Pour se défendre, Nicolas Sarkozy répètera que la crise est passée par là. La plus violente des crises économique et financière qu'a connu le monde depuis la seconde guerre mondiale. Il relativisera aussi en disant que le chômage n'a pas explosé autant que dans d'autres pays, citant de préférence l'Espagne où le chômage touche près de 23% de la population. La situation de l'Espagne est particulière, l'essentiel des emplois créés au cours des dix dernières années l'ayant été grâce à la bulle immobilière, qui a explosé violemment en 2008. En réalité, la France se situe dans la moyenne européenne (9,9% dans l'UE et 10,4% en zone euro). Mais elle fait moins bien que l'Allemagne - modèle de référence de Nicolas Sarkozy - où le chômage était de 7% fin 2011.
L'impact de la crise
Quant à la crise, on ne peut pas la nier. Le chômage avait commencé à reculer au début de l'ère Sarkozy, passant de 8,5% au deuxième trimestre 2007 à 7,5% au premier trimestre 2008. Reparti à la hausse à partir de la deuxième moitié de 2008 alors que la crise financière étend son onde de choc sur la planète, il explose vraiment en 2009. Depuis, Nicolas Sarkozy est confronté à une hausse quasiment ininterrompue du nombre de chômeurs, ponctuée d'à peine quelques mois de répit fin 2010 et début 2011. La France n'a pas su profiter du rebond de la croissance (+1,4% en 2010 et + 1,7% en 2011) pour faire diminuer le taux de chômage. C'est donc moins l'explosion constatée du chômage en 2008-2009 que l'incapacité du gouvernement à relancer la machine qui pose question alors qu'aux Etats-Unis et en Allemagne, le chômage aurait déjà reflué.

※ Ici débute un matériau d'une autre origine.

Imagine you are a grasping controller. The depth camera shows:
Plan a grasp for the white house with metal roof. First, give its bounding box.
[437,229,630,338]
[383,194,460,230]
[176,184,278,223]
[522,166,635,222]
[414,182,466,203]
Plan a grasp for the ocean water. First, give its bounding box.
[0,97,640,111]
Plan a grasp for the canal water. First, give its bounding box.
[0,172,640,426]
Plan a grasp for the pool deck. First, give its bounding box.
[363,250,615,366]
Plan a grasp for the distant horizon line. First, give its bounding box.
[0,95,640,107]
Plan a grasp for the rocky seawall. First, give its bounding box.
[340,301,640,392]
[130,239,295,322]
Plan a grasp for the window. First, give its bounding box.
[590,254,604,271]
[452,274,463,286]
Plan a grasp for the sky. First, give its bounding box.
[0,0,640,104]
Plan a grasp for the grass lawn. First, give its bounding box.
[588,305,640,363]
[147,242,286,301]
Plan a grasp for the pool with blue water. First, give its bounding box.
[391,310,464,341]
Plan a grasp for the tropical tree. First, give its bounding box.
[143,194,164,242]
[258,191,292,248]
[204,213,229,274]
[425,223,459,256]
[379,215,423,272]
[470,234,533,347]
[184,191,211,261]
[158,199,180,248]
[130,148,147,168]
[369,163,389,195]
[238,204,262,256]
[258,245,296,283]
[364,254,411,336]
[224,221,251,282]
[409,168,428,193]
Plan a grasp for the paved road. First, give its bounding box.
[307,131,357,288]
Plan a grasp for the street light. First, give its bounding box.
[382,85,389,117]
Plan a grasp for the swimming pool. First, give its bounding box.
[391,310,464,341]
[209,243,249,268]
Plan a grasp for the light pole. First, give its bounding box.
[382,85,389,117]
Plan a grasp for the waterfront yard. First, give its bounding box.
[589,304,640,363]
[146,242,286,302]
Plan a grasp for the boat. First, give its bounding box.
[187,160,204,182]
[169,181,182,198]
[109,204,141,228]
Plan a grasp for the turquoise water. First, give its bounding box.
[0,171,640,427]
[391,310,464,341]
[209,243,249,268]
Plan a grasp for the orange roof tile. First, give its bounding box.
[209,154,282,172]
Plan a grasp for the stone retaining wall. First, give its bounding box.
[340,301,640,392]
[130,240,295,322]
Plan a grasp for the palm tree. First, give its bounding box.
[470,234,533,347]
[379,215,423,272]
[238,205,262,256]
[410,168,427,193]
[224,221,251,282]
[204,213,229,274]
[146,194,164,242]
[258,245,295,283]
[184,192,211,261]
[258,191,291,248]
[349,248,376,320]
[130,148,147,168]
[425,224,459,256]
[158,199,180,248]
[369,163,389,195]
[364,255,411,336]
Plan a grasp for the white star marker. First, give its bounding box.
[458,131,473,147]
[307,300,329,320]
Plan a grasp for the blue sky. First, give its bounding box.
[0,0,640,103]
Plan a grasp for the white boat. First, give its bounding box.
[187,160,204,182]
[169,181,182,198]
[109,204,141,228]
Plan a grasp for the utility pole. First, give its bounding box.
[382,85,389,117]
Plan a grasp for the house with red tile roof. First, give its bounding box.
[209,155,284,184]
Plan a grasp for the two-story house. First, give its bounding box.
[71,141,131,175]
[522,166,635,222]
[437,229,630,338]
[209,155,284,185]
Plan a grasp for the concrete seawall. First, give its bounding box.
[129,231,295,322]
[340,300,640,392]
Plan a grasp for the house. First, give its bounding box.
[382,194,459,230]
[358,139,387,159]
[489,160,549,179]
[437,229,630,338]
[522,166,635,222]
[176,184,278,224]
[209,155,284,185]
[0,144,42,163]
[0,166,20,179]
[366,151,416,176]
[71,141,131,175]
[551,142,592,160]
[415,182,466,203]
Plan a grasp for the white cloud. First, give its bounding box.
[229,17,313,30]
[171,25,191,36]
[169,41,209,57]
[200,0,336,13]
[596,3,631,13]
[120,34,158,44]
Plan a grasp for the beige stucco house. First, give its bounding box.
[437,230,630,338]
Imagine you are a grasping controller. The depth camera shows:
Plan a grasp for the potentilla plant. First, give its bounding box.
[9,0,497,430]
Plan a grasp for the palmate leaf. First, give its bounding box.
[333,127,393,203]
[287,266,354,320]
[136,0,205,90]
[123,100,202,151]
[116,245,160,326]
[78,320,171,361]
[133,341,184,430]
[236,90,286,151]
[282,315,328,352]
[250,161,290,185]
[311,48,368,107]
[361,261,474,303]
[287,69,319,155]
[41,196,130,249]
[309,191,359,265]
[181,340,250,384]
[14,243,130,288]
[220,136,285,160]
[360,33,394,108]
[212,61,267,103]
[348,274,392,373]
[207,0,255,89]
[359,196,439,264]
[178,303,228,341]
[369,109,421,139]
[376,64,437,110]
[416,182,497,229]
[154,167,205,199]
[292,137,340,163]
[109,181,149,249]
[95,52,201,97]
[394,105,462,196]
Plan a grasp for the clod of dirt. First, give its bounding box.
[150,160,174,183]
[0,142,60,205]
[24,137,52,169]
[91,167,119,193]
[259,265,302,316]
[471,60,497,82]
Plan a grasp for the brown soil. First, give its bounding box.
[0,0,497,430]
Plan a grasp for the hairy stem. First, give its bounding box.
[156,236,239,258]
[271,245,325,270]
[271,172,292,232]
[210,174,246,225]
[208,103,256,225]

Le fait est que la croissance française n'est pas assez dynamique : il faudrait au moins une hausse de 2,5% du PIB pour rattraper le déficit d'emplois lié à la crise. Tout repose donc sur les politiques publiques. Qu'a fait Nicolas Sarkozy pour l'emploi ? Beaucoup mais pas assez. Le chef de l'Etat a multiplié les sommets sociaux et les mesures d'urgence, à tel point qu'on ne sait quoi retenir de son action sur l'emploi. Sur son site de campagne, "la France forte", le candidat de l'UMP met en exergue la fusion ANPE-Assedic, la création du Revenu de solidarité active, la réforme de la formation professionnelle et la création de contrats de transition professionnelle pour les licenciés économiques.
Des mesures à l'efficacité très contestable
La naissance de Pôle Emploi s'est faite dans la douleur parce que trop vite expédiée et dans un contexte de flambée du chômage. Aujourd'hui, l'organisme public manque cruellement de moyens. Censée être gage d'efficacité, la réforme à finalement conduit à une augmentation du nombre de chômeurs suivis par un conseiller. De son côté, faute de postes, le RSA n'a pas rempli ses objectifs en matière de retour vers l'emploi.
En dépit des avancées de la loi du 21 novembre 2009, le système de formation professionnelle reste très fragmenté entre tous les acteurs, ce qui nuit à son efficacité. Il ne bénéficie que très peu - 15% des offres de formation et 13% des fonds - aux demandeurs d'emploi, qui ne sont que 8% à y accéder. L'efficacité des contrats de transition et de sécurisation professionnelle est réelle, mais le dispositif est limité à une quinzaine de bassins d'emploi et ne bénéficie qu'aux licenciés économiques. Or ce sont les travailleurs précaires (CDD, intérimaires) qui constituent le gros des inscrits à Pôle Emploi.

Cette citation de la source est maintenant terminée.